É álibi típico do senso comum dos brasileiros culpar alguém, terceiros, quartos e quintos pelas mazelas do Brasil: colonização portuguesa, capitalismo, regime militar. Jamais contemplam seus esforços, o empenho de inúmeros governos por melhorar, os períodos de prosperidade e crescimento, não comparam o qualidade de vida de sucessivas gerações. É como se nada melhorasse, como se tudo sempre fosse ruim e como se tudo de ruim já existisse antes de 7 de setembro de 1822 e continuasse até ao presente. Há pessimismo antropológico e negação da história.

            Todos os governos brasileiros foram ineptos ? Nunca eles contribuíram em nada para melhorar o que fosse ? Do passado ante-1822 somente herdamos malefícios ? Ainda estamos em 1822 ? Que esforço as elites brasileiras envidaram para remediar a desigualdade, a violência, a pobreza, a ignorância ? Nenhum ? Algum ? Somos governados por Portugal ? Deixamos de sê-lo em 1822 ? Ou não ?

            É o tradicional vezo brasileiro de arranjar culpados para a sua incapacidade, sua indiferença, sua inação, seu conformismo, com o agravante de culpar a terceiros, quartos e quintos.
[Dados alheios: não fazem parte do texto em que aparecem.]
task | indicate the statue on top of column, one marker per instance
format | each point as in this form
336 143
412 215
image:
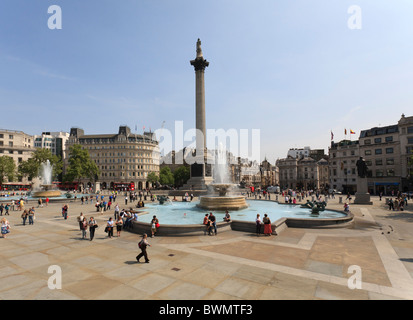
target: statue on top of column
198 49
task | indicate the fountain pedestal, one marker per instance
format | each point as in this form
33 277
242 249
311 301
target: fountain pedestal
222 201
48 191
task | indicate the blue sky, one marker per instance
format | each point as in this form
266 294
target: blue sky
292 69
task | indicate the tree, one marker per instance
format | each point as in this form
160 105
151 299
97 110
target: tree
181 175
31 167
80 165
166 176
152 178
7 168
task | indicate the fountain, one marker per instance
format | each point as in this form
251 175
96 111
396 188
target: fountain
221 196
47 189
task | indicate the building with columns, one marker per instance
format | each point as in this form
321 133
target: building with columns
124 159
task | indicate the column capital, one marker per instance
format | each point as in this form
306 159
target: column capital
199 64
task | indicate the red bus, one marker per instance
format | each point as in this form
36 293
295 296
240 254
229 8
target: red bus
15 186
123 186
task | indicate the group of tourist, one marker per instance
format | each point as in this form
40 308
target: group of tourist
398 204
28 213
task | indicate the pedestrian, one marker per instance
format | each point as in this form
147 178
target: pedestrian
267 225
143 244
92 227
154 225
213 222
258 225
109 227
207 225
5 227
24 216
31 215
119 223
116 211
80 220
64 211
83 226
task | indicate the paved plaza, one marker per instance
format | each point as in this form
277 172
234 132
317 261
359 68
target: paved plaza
302 264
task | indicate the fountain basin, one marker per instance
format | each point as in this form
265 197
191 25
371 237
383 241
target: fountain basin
222 203
47 191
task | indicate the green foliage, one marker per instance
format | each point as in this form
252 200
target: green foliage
80 165
166 176
7 168
31 167
182 175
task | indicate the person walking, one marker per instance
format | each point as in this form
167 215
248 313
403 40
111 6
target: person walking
258 225
213 222
24 216
92 227
109 227
83 226
154 225
31 216
119 223
206 223
143 244
64 211
267 225
80 219
5 227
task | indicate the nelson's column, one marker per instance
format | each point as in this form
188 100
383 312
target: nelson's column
201 172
É típico, mas consolem-se os lusófobos: este defeito é bem brasileiro, que em Portugal têm-se vergonha na cara e assumem-se as próprias deficiências e responsabilidades.

            É mais fácil desfazer um átomo do que um preconceito, dizia Alberto Einstein.

Em tempo: minhas 10 ou 12 publicações nas comunidades História do Brasil e História do Brasil — colônia e império, no Facebook, sobre degredados no Brasil, colonização do Brasil, holandeses no Brasil, EUA x Brasil, miscigenação no Brasil, extermínio dos índios no Brasil, têm tido muito favorável repercussão, com centenas de comentários de muitas dezenas de compartilhamentos. Muitos agradecem-me pelas informações que lhes propiciei, normalmente sonegadas pela historiografia anti-portuguesa, pelos modos de ver que lhes são novos, pelo acréscimo de informações, de dados, de conhecimento de que o brasileiro médio é carente e cuja carência milita poderosamente na manutenção de preconceitos, do pessimismo do brasileiro em relação às suas história e identidade. Há comentários intensamente anti-portugueses, raivosos, que veiculam o produto do tal preconceito e da tal carência. Feliz e surpreendentemente, são minoritários.